Upon receipt of required clearances, Wal-Mart would acquire Bharti’s stake in Bharti Walmart, the joint venture between Bharti and Wal-Mart, giving Wal-Mart 100 per cent ownership of the Best Price Modern Wholesale cash and carry business.

Bharti Walmart presently operates around 20 wholesale stores in India under the Best Price Modern Wholesale brand. FDI up to 100 per cent is allowed in wholesale retail business.

Rajan Bharti Mittal, vice chairman and MD, Bharti Enterprises, said: “Bharti is committed to building a retail venture and will continue to invest in Bharti Retail across all formats. We believe that with our current footprint of 212 stores, we have a platform to grow the business.”

Bharti independently operates neighbourhood retail chains under the Easyday brand spread across the north India region besides states like Maharashtra in the west and Karnataka in the south.
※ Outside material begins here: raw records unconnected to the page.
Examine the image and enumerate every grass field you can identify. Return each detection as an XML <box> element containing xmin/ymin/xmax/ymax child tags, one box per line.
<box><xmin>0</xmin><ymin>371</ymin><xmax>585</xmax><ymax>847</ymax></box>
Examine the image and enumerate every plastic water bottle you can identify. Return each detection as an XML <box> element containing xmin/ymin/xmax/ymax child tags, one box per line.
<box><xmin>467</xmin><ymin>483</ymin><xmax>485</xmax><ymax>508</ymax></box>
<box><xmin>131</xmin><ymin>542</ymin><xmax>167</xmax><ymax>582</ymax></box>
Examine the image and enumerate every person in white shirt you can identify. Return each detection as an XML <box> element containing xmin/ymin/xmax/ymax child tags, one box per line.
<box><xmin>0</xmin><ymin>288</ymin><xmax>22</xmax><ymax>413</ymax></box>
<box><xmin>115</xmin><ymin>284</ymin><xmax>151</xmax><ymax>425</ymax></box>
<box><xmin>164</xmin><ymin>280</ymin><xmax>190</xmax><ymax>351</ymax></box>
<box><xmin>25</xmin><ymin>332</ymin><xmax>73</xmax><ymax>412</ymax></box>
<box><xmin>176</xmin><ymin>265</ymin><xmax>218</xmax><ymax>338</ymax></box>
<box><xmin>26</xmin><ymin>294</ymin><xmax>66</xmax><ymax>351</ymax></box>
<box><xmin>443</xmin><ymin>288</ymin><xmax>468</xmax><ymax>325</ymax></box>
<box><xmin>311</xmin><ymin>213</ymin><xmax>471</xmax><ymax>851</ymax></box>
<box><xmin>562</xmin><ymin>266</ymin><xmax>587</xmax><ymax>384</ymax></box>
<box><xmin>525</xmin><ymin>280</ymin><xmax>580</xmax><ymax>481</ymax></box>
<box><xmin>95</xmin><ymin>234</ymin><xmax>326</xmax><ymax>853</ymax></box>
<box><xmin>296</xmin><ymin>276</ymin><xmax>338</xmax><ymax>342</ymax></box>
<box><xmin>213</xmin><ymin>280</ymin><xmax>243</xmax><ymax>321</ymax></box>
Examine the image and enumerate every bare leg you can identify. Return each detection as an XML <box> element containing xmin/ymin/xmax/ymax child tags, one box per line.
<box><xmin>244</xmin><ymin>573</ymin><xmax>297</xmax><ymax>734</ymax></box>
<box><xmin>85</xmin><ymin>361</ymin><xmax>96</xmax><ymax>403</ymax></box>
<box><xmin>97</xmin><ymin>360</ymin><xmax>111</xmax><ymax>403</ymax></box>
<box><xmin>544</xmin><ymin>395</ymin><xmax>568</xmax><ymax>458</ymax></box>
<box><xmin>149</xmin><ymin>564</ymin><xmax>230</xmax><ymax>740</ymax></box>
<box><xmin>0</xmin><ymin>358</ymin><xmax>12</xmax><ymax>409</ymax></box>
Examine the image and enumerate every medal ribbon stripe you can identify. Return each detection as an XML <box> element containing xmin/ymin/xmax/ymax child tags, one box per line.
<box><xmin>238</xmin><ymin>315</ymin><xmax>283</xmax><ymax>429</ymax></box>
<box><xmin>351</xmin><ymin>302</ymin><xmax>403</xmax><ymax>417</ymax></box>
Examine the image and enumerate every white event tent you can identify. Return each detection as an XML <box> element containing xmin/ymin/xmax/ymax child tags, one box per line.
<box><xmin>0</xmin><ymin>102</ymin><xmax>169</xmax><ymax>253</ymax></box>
The Bharti-Wal-Mart JV currently also manages the backend of Easyday chain as a logistics partner. It is not clear if that arrangement will continue after the two partners decided to end the alliance.

Scott Price, president and CEO Wal-Mart Asia said, “Given the circumstances, our decision to operate independently will be beneficial to both parties. Through Wal-Mart’s investment in India, including our cash and carry business, supply chain infrastructure, direct farm programme and supplier development, we want to serve India. Wal-Mart is committed to businesses that serve our members and provide good returns for our shareholders, and we will continue to advocate for investment conditions that allow FDI in multi-brand retail in India.”

Simultaneously, Bharti will acquire the compulsory convertible debentures (CCDs) held by Wal-Mart in Cedar Support Services, a firm owned and controlled by 

Bharti-run Easyday. The firm has been under government scanner for possible violation of FDI norms. While Wal-Mart did not own stake in the firm as FDI was not allowed in multi-brand retail till recently, it held convertible securities to buy a stake.

The government recently opened up the retail sector to foreign investors allowing FDI up to 51 per cent in multi-brand retail and 100 per cent for single-brand retail.

For Bharti this comes amidst a string of such marquee global deals starting with Vodafone for telecom and AXA for insurance and asset management, which came unstuck.

Vodafone, which picked a minority stake in Bharti Airtel years ago, later decided to go ahead and buy controlling stake in Hutchison Essar.